Ce genre d’autoédition sur internet a ceci de paradoxal que, sauf à imaginer un succès retentissant, je suis sans doute plus lu que si j’avais publié quelques recueils de nouvelles et mes romans chez un éditeur classique. Par contre, cela ne remplace pas la satisfaction de toucher et de présenter son livre de papier, étape qui vous pose alors en écrivain, même si la diffusion reste confidentielle. J’ai toujours considéré cette vitrine internet comme une étape préparatoire et/ou complémentaire à l’édition traditionnelle. Il se trouve que cette seconde étape prend beaucoup plus de temps que la première.

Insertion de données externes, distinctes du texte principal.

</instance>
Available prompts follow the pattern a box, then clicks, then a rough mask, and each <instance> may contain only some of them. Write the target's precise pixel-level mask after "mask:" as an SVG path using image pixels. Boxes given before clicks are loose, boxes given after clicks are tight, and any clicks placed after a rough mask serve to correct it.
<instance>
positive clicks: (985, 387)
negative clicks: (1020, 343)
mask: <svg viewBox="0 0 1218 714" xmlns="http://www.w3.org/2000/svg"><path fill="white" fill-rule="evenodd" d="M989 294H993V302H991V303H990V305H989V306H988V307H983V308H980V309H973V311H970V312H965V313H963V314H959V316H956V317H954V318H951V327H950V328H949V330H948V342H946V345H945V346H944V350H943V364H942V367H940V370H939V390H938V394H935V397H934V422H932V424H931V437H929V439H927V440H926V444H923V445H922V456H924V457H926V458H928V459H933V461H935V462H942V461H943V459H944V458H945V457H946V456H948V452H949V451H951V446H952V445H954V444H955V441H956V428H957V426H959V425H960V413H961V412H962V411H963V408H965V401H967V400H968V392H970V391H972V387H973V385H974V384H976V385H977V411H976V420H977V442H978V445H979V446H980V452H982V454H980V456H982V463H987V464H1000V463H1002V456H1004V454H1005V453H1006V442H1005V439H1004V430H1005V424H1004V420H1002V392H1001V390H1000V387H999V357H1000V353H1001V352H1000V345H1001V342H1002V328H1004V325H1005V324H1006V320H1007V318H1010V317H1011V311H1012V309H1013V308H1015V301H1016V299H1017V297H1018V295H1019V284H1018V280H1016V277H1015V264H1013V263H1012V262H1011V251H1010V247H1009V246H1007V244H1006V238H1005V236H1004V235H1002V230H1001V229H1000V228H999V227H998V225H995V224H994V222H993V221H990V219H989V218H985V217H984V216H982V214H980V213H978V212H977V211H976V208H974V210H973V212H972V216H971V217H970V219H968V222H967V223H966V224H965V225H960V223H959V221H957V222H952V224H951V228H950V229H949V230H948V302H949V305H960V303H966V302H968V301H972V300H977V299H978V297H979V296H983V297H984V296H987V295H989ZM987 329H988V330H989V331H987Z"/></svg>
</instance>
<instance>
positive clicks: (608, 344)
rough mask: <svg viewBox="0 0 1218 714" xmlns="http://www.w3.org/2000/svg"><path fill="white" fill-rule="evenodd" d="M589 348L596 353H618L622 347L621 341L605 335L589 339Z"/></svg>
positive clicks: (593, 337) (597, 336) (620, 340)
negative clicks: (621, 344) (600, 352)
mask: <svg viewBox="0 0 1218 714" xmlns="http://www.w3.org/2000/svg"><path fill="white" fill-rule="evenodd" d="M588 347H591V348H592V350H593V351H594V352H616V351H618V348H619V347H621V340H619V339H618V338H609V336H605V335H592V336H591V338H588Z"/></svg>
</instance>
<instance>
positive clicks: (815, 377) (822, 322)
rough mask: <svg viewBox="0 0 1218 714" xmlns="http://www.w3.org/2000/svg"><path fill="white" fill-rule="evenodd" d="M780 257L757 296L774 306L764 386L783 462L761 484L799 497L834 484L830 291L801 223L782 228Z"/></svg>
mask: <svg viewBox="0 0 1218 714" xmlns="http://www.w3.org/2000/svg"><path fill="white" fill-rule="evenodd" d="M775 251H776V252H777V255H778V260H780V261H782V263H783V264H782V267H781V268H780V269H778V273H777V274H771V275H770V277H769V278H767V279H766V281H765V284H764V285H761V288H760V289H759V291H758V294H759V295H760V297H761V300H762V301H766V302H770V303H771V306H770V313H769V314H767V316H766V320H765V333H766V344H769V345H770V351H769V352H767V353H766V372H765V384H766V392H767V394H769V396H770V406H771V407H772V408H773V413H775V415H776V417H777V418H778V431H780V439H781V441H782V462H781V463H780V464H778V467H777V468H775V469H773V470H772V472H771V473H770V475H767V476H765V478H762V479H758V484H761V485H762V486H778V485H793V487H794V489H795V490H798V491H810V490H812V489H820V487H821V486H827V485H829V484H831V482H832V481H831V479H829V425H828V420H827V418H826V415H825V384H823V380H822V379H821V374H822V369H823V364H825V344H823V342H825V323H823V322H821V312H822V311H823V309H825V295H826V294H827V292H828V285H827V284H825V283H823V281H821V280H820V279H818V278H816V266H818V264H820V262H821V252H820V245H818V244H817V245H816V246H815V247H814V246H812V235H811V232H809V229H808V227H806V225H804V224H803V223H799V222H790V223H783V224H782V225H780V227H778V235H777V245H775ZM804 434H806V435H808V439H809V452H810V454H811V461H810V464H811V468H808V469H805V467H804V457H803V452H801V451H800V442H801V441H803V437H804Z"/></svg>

- Vous êtes également le concepteur, sur le même site, de « L’Espace Bergier », pouvez-vous nous en dire quelques mots ?
Jacques Bergier était un personnage hors du commun. Il est impossible de brosser son portrait en quelques lignes. Je me permets donc d’inviter ceux qui le souhaitent à visiter ces quelques pages et principalement sa « bibliographie ». Si cet homme vivait toujours aujourd’hui, je serais sans doute en profond désaccord avec bon nombre de ses idées. Mais il faut saisir l’esprit et l’humour volontiers provocateur de Bergier pour savoir apprécier ce qui le rendait si précieux : un don pour instiller en nous la curiosité, le doute, l’émerveillement, la méfiance, l’esprit de controverse, l’ouverture d’esprit…
- Pour en revenir à La chute de l’Empire Humain, croyez-vous que tout est dit, ou qu’il pourrait y avoir une suite disons, un peu plus porteuse d’espoir ?
Et si Charles revenait pour compléter, voire modifier les conclusions de son analyse, voulez-vous dire ? Ma foi, j’en serais le premier satisfait. Mais pour l’heure, il ne m’a toujours donné aucun signe de vie.